7:00 pm
Noël Kinsella Kinsella Auditorium
Please note: The speaker has requested masking for this event.
In this lecture, Dr. Val Webber (they/them) will map the past five years of “Porn Wars” noting the arguments, controversies, and resulting policies and laws.
When closely examining the motivations, presuppositions, and broader implications of anti-porn controversies, Dr. Webber suggests that we should be concerned about the fate of online pornography regardless of our moral convictions about pornography itself, because pornography is a test case for social control.
“When connected with other growing movements against bodily autonomy, namely anti-abortion and anti-trans legislation, the treatment of pornography—and the underlying suspicion of sexuality as a whole—foretells a path that should be deeply concerning to anyone who values sexual and relational freedom,” they note.
From the sex trafficking legislation in the United States to the framing of porn as a public health crisis, to age verification bills and credit card clauses, the result is a winding journey linking digital surveillance, moral panics, content moderation, sexual censorship, financial service overreach, the weaponization of health discourse, and how this feeds a climate of increasing social conservatism.
This lecture is co-sponsored by the Departments of Criminology and Criminal Justice, English Language and Literature, History, and Sociology.
About Dr.

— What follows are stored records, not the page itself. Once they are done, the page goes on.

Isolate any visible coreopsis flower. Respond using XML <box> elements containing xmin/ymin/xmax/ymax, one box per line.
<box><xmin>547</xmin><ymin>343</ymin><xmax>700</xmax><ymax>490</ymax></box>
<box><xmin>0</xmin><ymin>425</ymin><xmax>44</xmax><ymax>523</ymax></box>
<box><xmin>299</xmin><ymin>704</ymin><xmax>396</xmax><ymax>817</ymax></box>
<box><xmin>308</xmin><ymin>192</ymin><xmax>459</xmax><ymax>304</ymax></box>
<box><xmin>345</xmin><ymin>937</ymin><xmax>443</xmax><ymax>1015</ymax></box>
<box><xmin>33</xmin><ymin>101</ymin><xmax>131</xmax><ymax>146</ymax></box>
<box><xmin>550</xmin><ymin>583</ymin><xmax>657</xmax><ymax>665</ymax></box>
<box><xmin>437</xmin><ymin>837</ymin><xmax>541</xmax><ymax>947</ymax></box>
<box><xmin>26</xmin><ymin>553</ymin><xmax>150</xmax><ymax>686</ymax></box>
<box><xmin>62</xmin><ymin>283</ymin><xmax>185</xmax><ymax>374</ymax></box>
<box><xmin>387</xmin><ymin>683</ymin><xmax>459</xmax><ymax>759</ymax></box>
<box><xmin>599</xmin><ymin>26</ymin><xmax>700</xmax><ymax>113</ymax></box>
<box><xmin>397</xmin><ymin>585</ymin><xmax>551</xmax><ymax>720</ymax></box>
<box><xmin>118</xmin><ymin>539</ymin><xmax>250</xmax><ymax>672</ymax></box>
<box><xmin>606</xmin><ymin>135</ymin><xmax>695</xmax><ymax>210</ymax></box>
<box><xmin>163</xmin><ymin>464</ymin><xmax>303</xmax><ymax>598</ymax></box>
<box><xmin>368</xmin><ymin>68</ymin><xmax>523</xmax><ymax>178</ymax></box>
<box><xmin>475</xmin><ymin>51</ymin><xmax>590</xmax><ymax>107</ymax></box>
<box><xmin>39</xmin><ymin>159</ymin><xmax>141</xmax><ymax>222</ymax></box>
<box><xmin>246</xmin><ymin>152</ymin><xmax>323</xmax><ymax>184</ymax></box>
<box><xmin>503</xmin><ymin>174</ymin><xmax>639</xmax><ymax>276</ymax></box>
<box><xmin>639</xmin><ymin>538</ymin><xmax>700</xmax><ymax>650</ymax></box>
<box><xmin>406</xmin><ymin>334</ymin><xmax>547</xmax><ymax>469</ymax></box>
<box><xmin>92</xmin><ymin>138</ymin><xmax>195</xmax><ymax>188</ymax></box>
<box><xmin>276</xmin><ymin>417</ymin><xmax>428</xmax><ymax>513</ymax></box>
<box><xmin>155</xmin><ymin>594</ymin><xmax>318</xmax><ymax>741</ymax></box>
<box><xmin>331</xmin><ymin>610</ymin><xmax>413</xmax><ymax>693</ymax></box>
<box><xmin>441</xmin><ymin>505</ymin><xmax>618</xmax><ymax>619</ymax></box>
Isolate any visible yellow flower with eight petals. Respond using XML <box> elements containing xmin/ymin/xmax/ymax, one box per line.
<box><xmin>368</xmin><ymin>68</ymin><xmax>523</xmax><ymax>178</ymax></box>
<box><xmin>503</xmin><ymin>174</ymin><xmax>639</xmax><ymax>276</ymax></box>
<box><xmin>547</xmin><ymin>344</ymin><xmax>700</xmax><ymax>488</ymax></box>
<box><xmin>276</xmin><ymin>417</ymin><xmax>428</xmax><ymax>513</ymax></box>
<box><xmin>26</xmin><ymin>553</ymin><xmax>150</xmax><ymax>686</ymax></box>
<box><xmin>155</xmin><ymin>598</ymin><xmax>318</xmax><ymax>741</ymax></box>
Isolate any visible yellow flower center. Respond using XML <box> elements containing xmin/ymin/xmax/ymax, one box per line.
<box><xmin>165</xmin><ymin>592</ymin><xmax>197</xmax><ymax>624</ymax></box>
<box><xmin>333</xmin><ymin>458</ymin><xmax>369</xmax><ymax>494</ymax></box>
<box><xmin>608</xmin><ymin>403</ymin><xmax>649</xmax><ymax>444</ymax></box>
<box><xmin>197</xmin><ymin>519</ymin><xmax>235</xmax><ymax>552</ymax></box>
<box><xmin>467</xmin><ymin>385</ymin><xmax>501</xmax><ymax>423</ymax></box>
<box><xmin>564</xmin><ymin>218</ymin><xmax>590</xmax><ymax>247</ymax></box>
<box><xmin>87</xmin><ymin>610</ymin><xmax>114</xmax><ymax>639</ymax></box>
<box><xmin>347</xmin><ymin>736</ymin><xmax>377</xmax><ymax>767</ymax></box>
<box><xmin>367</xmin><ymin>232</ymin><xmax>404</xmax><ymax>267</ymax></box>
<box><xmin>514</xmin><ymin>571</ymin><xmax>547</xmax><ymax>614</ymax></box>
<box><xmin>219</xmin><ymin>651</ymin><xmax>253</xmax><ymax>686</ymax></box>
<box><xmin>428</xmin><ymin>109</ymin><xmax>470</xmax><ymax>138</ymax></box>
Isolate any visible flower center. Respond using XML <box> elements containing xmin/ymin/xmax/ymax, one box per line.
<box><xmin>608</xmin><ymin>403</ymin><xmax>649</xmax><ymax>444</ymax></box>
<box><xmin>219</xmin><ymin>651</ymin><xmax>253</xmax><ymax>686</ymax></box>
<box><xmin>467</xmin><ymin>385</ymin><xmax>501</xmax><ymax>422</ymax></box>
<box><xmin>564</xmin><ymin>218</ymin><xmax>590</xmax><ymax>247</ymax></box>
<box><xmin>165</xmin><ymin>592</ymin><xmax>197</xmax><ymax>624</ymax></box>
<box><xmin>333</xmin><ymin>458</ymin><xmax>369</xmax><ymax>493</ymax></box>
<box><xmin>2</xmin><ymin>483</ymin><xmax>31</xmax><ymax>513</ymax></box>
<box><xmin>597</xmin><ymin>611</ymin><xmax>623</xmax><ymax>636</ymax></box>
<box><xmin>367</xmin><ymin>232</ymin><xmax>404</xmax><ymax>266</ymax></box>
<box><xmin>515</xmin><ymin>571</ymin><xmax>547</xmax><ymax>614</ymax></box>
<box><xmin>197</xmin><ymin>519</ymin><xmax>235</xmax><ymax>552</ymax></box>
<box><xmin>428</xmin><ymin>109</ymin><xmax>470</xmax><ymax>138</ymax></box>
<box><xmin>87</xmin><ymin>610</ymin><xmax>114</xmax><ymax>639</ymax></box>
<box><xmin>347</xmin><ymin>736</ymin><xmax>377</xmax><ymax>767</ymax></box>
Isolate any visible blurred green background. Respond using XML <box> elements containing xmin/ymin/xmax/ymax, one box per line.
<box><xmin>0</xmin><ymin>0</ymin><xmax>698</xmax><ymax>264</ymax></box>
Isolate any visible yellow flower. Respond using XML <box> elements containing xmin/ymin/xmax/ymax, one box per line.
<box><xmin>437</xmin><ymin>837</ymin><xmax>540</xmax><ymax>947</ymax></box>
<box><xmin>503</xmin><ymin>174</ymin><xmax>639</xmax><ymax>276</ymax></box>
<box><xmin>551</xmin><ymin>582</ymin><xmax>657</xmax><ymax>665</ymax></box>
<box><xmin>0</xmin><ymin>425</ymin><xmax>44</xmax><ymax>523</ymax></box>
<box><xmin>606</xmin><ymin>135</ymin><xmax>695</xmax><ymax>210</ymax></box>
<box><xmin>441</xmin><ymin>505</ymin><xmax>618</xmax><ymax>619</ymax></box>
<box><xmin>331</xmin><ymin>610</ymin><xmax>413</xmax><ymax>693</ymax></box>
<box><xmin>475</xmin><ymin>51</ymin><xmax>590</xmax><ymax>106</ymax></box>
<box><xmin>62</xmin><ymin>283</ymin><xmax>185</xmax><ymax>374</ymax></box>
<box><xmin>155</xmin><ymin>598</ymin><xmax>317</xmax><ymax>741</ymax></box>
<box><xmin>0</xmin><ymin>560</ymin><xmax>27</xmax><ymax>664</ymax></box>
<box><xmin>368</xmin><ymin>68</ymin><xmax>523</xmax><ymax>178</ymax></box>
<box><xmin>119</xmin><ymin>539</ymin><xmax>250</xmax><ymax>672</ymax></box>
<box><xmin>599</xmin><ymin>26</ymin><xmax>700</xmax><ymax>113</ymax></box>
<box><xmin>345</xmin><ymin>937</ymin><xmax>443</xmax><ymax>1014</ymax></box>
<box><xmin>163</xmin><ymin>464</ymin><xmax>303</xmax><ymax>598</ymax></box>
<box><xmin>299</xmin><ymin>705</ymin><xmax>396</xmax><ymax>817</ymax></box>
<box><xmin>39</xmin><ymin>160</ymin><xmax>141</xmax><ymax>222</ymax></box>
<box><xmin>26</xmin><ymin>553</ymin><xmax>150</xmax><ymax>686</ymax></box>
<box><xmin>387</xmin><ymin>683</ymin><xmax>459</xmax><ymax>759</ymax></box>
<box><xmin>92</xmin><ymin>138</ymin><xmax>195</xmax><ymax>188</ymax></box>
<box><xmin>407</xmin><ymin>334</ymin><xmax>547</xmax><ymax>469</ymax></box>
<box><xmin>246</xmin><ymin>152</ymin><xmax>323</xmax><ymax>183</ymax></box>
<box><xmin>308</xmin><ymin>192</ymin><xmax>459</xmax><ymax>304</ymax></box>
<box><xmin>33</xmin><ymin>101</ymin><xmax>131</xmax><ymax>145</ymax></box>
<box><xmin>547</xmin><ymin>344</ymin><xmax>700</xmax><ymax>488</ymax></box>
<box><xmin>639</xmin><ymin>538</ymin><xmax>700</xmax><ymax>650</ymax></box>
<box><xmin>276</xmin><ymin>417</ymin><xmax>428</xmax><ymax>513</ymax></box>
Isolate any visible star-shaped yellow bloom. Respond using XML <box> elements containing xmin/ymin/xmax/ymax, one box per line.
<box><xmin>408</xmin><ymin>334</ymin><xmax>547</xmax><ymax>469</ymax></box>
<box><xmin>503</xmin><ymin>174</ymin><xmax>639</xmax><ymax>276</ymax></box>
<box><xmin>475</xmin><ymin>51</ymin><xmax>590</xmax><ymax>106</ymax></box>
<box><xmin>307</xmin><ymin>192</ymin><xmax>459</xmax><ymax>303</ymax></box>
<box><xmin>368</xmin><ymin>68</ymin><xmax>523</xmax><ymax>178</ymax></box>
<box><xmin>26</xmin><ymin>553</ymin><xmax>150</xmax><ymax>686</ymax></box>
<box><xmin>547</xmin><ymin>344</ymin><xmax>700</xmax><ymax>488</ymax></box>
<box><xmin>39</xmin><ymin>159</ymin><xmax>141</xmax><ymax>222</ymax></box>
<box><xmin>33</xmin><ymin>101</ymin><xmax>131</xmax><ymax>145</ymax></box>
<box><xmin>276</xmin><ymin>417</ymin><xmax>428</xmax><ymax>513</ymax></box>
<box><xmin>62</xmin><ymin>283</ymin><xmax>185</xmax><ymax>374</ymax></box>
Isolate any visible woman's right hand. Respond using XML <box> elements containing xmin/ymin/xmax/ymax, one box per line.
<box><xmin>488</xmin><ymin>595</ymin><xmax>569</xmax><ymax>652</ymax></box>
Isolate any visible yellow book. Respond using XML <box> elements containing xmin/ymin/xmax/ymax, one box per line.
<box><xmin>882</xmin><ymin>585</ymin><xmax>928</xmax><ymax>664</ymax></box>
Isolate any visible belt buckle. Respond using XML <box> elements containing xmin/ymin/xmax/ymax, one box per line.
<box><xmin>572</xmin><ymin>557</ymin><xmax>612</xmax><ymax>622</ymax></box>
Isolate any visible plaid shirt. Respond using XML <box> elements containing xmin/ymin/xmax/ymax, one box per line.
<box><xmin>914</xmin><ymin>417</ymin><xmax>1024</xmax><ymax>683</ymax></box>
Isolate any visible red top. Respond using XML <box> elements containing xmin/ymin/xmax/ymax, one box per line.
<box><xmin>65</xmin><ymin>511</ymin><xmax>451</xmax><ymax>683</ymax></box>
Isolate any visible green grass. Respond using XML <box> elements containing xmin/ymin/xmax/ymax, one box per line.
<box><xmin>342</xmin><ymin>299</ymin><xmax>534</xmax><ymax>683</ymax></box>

Val Webber
Dr. Webber holds degrees in public health, sexuality studies, and medical anthropology, and is currently a postdoctoral fellow at Dalhousie University's SHaG (Sexual Health and Gender) Research Lab. Their research looks at 'health' and 'risk' as sites of struggle, particularly for sex workers, queer communities, and other marginalized sexual communities. Their widely published research addresses occupational health in porn production, financial and social discrimination of sex workers, the consequences of anti-porn policy and rhetoric, and sex stigma in research, academia, and healthcare.